SATURDAY the IDF's General Staff ordered Central Command to receive prior General Staff approval for any such raids in the future. By taking the ability to fight terrorists away from the commanders in the field, the General Staff essentially made fighting terrorists off limits for IDF forces in Judea and Samaria. That is, without officially announcing it, Israel has agreed to Abbas's demand that it extend its "unilateral cease-fire" in Gaza (which existed until Hamas rose to power last month), to Judea and Samaria.
From here on is where things get dicey
. CiJ]

To explain this, DEBKAfile’s military sources disclose another concealed element of the plan.

In the interests of the maneuver, the Fatah al Aqsa Brigades secretly incorporated armed Hamas and Jihad Islami adherents, boosting their number to 4.500 [I've said many times that terrorists change organizations like we change socks. CiJ]. Olmert, Barak, Gen. Dayton and Abbas himself played along with misrepresenting the amnesty as applying only to 178 Fatah members in order to make it more palatable in the US and Israel and open the way for stage three of the master plan. After they took the pledge, the remaining 4,320 are still armed to the teeth.

Thousands of Fatah will now don fresh uniforms and join up with the Palestinian Authority’s security forces, purportedly to fight radical terrorists and quell violence. Their main incentive for pretending to go straight is a regular wage, presenting Israel with a monthly bill running into many millions of shekels.

They are also demanding a prestige boost.
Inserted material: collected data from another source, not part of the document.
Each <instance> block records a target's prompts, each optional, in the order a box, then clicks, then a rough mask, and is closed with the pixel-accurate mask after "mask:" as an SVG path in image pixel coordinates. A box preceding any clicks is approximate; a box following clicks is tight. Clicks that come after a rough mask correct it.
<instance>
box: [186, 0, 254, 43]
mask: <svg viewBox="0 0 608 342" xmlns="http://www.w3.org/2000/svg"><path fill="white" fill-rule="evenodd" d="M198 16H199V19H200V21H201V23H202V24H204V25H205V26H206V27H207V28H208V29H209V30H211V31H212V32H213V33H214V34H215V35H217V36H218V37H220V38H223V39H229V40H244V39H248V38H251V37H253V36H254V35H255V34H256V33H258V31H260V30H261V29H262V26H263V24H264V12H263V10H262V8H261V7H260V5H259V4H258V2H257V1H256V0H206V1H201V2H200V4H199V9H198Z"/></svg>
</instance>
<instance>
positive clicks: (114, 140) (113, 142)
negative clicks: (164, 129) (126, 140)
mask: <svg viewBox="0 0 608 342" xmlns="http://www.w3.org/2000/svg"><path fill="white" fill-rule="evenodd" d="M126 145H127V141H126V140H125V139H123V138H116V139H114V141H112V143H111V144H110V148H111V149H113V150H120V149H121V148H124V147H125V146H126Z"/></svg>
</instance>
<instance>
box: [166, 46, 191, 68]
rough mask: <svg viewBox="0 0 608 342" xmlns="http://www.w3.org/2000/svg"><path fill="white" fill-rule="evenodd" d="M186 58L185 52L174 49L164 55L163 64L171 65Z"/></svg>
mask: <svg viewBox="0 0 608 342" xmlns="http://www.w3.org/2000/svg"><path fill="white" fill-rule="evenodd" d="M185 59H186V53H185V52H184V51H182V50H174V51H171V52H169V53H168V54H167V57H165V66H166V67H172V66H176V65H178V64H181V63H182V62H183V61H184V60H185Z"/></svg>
According to our sources, Gen. Dayton has promised these apparently reformed 178 terrorists - not smart suits and ties, but advanced military hardware, armored vehicles and 4x4s equipped with state of the art communications gear for them to lord it over the West Bank. [Unfortunately, this is quite plausible. Dayton has been trying to give them weapons since his first day on the job. CiJ]

Sunday night, July 15, there were reports that Israel was now being asked to give Palestinian security forces the freedom to range over the West Bank. In other words, the IDF is under pressure to abandon its highly-successful system of manned military roadblocks and checkpoints and counter-terror arrest raids, which reduced almost to zero the years of Palestinian suicide attacks in which Fatah played a leading part.

The elements are therefore in place for beginning to ease Israeli troops out of the West Bank and requiring them to hand over the responsibility for fighting terror to the Palestinians.

Prime minister Olmert has performed the difficult task of putting Israeli opinion to sleep while quietly embarking on a dangerous gamble with national security. [This is certainly true. On Friday, ultra-leftist deputy defense minister Matan Vilnai barely caused a ripple when he told the Jerusalem Post that 'no one' wants elections now anyway. CiJ] Once it is discovered, he relies on the public’s faulty memory not to recall the abysmal failure of every accord Israel forged with the Palestinians for ending terrorist violence in the past seven years, in 2000, 2003 and 2005. Each broke down in an upsurge of hostile violence in support of ever stiffer demands for more Israeli concessions.

President Bush and his secretary of state are badly in need of tidings that can be presented as a big breakthrough for their Middle East policies, however short term. They will therefore push their plan through over the coming weeks. Olmert and Co. will not dare rain on their parade.
The problem with this scenario is that it is all too plausible. Keep it in the back of your mind as we watch how the next few months unfold.